If our computers go kaput, our data is therefore safe on the cloud, it can be accessed from different devices and can be easily shared with friends, family or work colleagues.
Youtube alone has 720,000 hours of video uploaded to it’s servers every day - that’s a lot of funny cat videos!
The digital transformation to online learning and working has been supported by data centres and we rely on them hugely to run our modern lives, but I suspect there is a lot of digital clutter sitting on servers that could be dumped.
The 15 blurry photos that your child accidentally took of their nostrils that were automatically uploaded to Google Photos exist somewhere. The emails from people you don’t even remember, or the delivery notes from parcels you received a decade ago, all have to be stored in a physical place, hence data centres.

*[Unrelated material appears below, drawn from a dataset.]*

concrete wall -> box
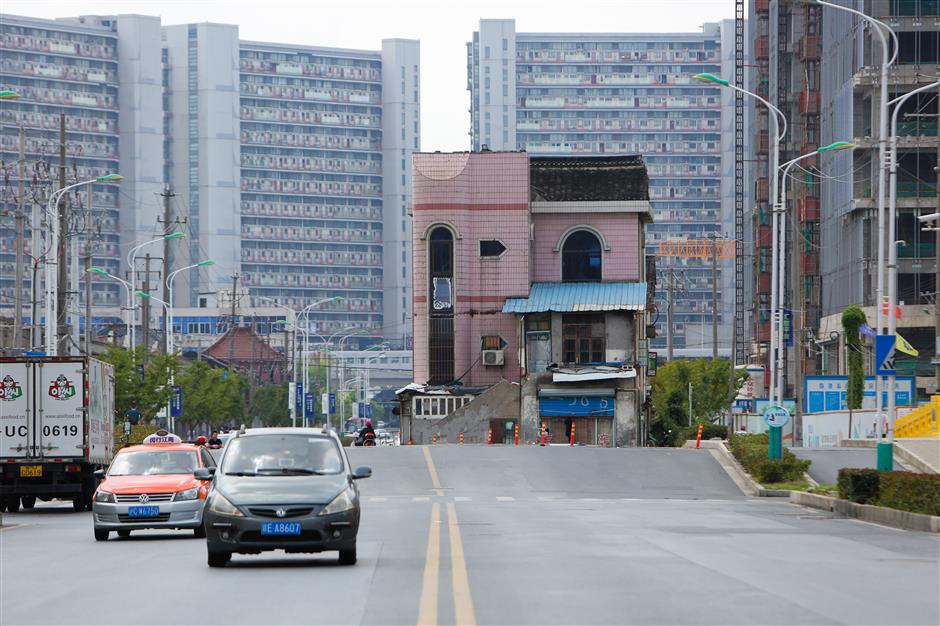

For shame, I have 22,000 emails in my inbox dating back to 2008! There are probably a few hundred I’d like to keep for sentimental or professional reasons and the rest should go. I vow to do a digital clear-out before 2021 is out!
Managing our online lives means keeping on top of our digital ‘stuff’. A ‘digital detox’ can extend from limiting your phone use to deleting unimportant and meaningless messages, pictures and videos.
The global environmental NGO ‘Let’s Do It World’ organised a global digital clear-out earlier in the year. It estimated there are 3.6 billion Cloud users and if each of them transferred 1GB of data to external hard drives, it would mean a total of 3.5M TBs being freed up in the data centres, thereby saving enormous amounts of energy.
Something to think about when you are about to take the 400th video of your cat!